Building Resilient Data Pipelines

Abstract

When the goal is to build robust data pipelines, the quality of the data we use is key. While big data often provides sufficient information for large models to learn from, issues of unbalanced, incomplete, or incorrect data may lead to critical errors. In this talk I will discuss recent research conducted by my group studying human annotator behaviour and its implications on the quality of the collected data and the bias in it. I will first discuss how human bias is reflected in the data which is being collected by means of crowdsourcing and the consequences of unbalanced data for machine learning models.
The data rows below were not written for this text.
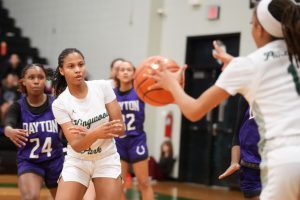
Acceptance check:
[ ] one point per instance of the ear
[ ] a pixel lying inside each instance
(261, 30)
(61, 71)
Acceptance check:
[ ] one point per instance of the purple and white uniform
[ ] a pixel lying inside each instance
(133, 147)
(43, 152)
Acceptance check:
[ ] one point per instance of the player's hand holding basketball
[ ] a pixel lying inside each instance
(17, 136)
(166, 79)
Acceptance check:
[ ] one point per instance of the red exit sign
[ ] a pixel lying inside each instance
(213, 12)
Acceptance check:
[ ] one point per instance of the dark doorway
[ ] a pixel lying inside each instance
(206, 144)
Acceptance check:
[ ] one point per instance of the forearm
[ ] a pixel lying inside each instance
(235, 154)
(7, 130)
(195, 109)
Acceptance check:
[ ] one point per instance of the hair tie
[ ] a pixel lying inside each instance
(268, 22)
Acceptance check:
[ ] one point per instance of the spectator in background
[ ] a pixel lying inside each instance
(9, 93)
(166, 160)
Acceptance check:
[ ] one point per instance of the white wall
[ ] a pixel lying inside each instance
(105, 29)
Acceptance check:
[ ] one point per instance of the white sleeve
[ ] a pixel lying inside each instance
(109, 94)
(238, 76)
(61, 115)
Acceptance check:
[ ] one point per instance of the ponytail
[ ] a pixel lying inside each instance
(291, 32)
(288, 13)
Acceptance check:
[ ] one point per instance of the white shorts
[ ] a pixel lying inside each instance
(281, 182)
(82, 171)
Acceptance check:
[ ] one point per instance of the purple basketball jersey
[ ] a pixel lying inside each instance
(133, 111)
(43, 141)
(249, 138)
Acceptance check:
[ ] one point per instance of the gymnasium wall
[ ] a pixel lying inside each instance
(133, 29)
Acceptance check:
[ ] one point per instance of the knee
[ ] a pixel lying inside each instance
(144, 183)
(30, 195)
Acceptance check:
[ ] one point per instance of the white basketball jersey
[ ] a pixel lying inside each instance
(270, 83)
(89, 112)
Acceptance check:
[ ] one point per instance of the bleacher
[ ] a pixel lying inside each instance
(16, 42)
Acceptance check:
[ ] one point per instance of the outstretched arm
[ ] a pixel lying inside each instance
(221, 54)
(193, 109)
(235, 159)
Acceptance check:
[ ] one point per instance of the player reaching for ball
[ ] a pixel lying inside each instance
(132, 147)
(268, 78)
(157, 96)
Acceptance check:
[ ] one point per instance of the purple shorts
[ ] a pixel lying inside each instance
(132, 149)
(49, 170)
(250, 182)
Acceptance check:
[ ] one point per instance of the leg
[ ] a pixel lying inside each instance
(90, 194)
(53, 192)
(70, 190)
(142, 173)
(250, 183)
(30, 185)
(108, 188)
(124, 167)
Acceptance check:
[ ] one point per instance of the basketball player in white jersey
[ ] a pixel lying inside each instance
(269, 80)
(90, 118)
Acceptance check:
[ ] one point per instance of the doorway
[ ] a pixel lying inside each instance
(205, 146)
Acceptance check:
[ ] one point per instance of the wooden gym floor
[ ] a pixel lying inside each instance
(163, 191)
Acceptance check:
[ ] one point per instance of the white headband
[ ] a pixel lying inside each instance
(268, 22)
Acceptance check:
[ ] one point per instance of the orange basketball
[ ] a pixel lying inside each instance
(154, 97)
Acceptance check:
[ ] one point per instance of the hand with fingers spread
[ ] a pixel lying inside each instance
(80, 130)
(17, 136)
(220, 54)
(230, 170)
(166, 79)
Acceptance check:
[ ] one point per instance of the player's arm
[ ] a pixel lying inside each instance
(17, 136)
(234, 165)
(114, 112)
(193, 109)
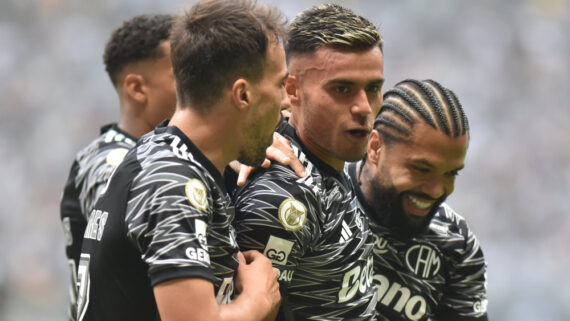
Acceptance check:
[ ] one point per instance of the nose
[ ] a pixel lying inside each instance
(285, 101)
(361, 105)
(435, 187)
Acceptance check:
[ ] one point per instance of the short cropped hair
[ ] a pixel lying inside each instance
(331, 25)
(216, 42)
(137, 39)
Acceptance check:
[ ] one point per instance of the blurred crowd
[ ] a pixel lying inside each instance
(508, 61)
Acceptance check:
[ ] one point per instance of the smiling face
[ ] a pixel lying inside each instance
(410, 179)
(335, 95)
(267, 98)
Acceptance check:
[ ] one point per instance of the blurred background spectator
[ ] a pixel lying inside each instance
(507, 60)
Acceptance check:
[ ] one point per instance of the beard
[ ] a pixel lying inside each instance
(257, 141)
(388, 211)
(254, 153)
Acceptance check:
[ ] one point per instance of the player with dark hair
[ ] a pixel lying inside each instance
(427, 262)
(159, 244)
(312, 227)
(137, 59)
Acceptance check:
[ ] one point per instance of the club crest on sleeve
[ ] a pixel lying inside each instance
(115, 157)
(196, 193)
(292, 214)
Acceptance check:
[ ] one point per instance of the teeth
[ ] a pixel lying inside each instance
(418, 203)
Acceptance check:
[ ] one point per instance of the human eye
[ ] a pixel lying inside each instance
(420, 169)
(454, 173)
(342, 89)
(373, 89)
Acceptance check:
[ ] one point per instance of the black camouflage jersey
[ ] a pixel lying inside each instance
(89, 173)
(165, 215)
(315, 233)
(439, 274)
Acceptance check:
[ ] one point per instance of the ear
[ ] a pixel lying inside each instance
(291, 89)
(240, 93)
(375, 147)
(134, 87)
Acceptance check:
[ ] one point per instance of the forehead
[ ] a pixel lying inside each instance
(275, 62)
(329, 63)
(432, 145)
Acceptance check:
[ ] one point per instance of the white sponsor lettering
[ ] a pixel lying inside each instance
(66, 224)
(225, 291)
(278, 249)
(414, 307)
(96, 225)
(380, 245)
(201, 227)
(480, 306)
(83, 286)
(358, 279)
(285, 275)
(198, 254)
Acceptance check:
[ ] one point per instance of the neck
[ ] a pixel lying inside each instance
(363, 179)
(133, 127)
(212, 132)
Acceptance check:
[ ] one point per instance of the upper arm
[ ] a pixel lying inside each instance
(465, 297)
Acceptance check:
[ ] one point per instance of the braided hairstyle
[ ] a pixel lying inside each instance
(413, 100)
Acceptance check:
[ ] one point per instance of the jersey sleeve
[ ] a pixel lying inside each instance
(465, 297)
(167, 219)
(275, 215)
(94, 175)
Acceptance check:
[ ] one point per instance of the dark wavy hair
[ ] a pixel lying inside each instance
(137, 39)
(216, 42)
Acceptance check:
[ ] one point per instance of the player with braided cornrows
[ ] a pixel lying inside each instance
(137, 59)
(427, 262)
(312, 228)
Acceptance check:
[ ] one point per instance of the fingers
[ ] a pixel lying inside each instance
(250, 256)
(241, 258)
(235, 166)
(298, 167)
(276, 154)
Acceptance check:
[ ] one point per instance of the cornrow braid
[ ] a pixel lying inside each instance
(414, 100)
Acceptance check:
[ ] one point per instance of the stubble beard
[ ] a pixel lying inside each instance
(388, 211)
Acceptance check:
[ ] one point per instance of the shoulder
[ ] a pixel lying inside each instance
(448, 221)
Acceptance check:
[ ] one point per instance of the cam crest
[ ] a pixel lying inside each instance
(196, 193)
(292, 214)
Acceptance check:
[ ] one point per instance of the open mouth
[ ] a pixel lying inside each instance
(420, 204)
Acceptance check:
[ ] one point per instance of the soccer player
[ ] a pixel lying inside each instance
(427, 262)
(312, 228)
(159, 244)
(137, 59)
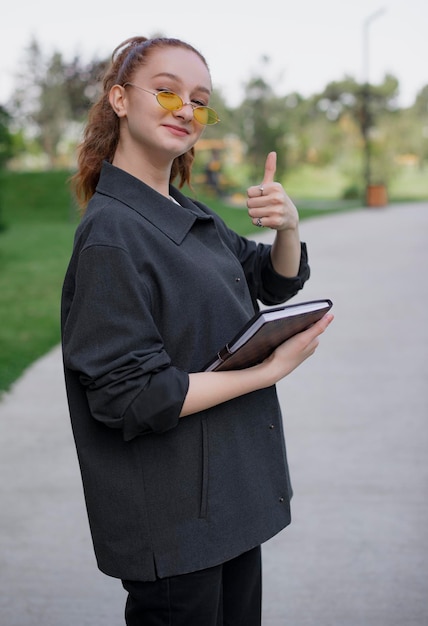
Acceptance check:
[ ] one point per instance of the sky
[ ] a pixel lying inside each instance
(309, 43)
Then, I will present our work making use of fine-grained behavioural logs and eye-tracking to better model data curators and human annotators. Finally, I will present examples of biased labels and their impact on ML classification decisions.

Biography

Dr. Gianluca Demartini is an Associate Professor in Data Science at the University of Queensland, School of Information Technology and Electrical Engineering. His main research interests are Information Retrieval, Semantic Web, and Human Computation. His research has been supported by the Australian Research Council (ARC), the EU H2020 framework program, the UK Engineering and Physical Sciences Research Council (EPSRC), by the Swiss National Science Foundation (SNSF), by Meta, the Wikimedia foundation, and Google. He received Best Paper awards at the AAAI Conference on Human Computation and Crowdsourcing (HCOMP) in 2018 and at the European Conference on Information Retrieval (ECIR) in 2016 and in 2020. He has published more than 200 peer-reviewed scientific publications at top venues such as WWW, ACM SIGIR, VLDBJ, ISWC, and ACM CHI.